The first time I remember hearing of the Delmore Brothers was when the Country Music Hall of Fame inducted them during its catch-up year of 2001. More recently, I mentioned them in my newsletter in 2022 as Nashville Songwriters Hall of Fame inductees in 1971. Alton and his youngest brother, Rabon, performed as a duo from 1926-1952, when Rabon died of lung cancer at age 36.

They grew up as two of ten children in a highly musical family of tenant farmers in northern Alabama and joined the Grand Ole Opry in 1933. They wrote and recorded such classics as “Brown’s Ferry Blues” and “Blues Stay Away from Me.” They left the Opry in 1938 and later formed a gospel quartet, the Brown’s Ferry Four, with Grandpa Jones and Merle Travis.

Alton began writing his autobiography in the early 1960s. He outlined his chapters and gave it the title of Truth Is Stranger than Publicity. He’d only reached the year of 1945 when he died in 1964 at age 56. Years later, his son, Lionel Delmore, delivered the manuscript pages to historian Charles Wolfe, who edited them and added a chapter to cover the remaining years of the brothers’ lives. In 1977, the Country Music Foundation published Truth Is Stranger than Publicity: Alton Delmore’s Autobiography.

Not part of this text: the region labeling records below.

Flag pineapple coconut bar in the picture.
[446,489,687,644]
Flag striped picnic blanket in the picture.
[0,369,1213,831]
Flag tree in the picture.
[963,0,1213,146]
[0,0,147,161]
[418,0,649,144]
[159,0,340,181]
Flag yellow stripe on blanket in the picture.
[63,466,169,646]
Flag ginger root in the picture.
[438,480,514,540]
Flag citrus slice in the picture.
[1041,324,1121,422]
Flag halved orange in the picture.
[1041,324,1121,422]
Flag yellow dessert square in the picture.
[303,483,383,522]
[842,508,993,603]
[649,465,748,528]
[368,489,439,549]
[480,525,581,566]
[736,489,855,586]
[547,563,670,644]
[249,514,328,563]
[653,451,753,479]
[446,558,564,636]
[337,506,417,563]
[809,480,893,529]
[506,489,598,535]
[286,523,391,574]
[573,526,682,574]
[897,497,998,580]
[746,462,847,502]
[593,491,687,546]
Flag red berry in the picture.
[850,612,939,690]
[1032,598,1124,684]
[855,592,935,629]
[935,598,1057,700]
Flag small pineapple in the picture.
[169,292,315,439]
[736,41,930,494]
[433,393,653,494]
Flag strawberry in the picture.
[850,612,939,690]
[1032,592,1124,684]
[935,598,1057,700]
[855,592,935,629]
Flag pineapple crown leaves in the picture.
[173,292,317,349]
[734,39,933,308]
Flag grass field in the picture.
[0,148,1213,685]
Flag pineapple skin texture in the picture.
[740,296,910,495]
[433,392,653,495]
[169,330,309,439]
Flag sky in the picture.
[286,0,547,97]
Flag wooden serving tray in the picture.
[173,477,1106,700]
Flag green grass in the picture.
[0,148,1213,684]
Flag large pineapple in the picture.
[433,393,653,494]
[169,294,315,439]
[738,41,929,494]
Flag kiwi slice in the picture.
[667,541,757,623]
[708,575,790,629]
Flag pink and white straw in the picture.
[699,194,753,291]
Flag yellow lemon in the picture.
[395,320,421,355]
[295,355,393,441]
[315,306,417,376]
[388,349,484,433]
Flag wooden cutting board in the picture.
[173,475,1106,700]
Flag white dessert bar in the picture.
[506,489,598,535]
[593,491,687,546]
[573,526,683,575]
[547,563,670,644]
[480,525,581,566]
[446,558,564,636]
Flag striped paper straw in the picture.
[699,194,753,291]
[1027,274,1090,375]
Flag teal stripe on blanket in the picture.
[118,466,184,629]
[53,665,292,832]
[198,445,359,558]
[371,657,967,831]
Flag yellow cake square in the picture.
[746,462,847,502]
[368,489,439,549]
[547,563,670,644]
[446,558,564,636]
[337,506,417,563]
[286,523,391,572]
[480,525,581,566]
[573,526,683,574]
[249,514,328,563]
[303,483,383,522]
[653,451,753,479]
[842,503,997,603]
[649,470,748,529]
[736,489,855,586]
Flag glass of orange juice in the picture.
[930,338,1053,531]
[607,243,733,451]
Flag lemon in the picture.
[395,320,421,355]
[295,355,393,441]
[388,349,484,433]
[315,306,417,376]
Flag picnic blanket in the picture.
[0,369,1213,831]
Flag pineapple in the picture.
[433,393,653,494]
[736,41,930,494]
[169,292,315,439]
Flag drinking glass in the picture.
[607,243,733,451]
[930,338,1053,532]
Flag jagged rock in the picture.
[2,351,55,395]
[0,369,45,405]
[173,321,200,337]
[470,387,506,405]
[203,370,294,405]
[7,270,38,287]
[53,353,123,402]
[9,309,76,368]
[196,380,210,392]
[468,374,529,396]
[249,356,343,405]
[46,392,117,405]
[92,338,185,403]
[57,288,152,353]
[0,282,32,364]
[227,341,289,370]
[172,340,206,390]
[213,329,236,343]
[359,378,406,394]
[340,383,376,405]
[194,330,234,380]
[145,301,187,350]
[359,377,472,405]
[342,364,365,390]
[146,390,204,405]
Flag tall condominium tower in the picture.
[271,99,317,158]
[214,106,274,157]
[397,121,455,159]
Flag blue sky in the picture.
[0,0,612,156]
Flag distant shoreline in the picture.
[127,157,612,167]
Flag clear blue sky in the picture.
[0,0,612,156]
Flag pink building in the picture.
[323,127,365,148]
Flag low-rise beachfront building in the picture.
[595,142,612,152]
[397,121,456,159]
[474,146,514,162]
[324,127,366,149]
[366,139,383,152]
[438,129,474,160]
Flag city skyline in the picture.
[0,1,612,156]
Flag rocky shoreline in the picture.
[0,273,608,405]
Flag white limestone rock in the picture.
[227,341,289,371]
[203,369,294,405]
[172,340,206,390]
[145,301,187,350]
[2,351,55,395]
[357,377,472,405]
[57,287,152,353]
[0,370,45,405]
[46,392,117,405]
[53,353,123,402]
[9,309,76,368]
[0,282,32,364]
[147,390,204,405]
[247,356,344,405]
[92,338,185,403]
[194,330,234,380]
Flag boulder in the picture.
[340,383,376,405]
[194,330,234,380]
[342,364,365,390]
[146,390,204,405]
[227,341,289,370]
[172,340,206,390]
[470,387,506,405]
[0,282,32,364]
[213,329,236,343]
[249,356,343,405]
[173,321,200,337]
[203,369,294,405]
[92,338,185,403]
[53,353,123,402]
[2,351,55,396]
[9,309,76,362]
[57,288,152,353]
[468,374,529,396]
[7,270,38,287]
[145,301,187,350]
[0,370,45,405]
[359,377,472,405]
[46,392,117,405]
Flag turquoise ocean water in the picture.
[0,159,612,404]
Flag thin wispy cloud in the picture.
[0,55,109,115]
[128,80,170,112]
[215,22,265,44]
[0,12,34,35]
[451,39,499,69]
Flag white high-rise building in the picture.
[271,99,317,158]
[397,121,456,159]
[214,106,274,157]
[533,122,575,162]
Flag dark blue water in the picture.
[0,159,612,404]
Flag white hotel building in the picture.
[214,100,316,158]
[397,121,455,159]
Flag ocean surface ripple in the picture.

The current version, The Delmore Brothers: Truth Is Stranger than Publicity, is the third out-of-print biography being republished in the cooperative effort between the CMF Press and the University of Illinois Press. Published word-for-word as Alton wrote it, the book spends much time on how impoverished and mistreated they were during their years on the Opry, and how difficult life was on the road. Alton was an expert on reading and writing music, and the brothers were perfectionists in their harmony and guitar work. Alton wasn’t a businessman, though, often cheated out of their rightful due by radio stations, record labels, and promoters.

Because DeFord Bailey emphasized in his autobiography how much he admired and appreciated the Delmores, I was surprised Alton didn’t mention traveling with DeFord. All in all, both DeFord and Alton provide voices from the past, giving us insight into the early days of country music and the Grand Ole Opry.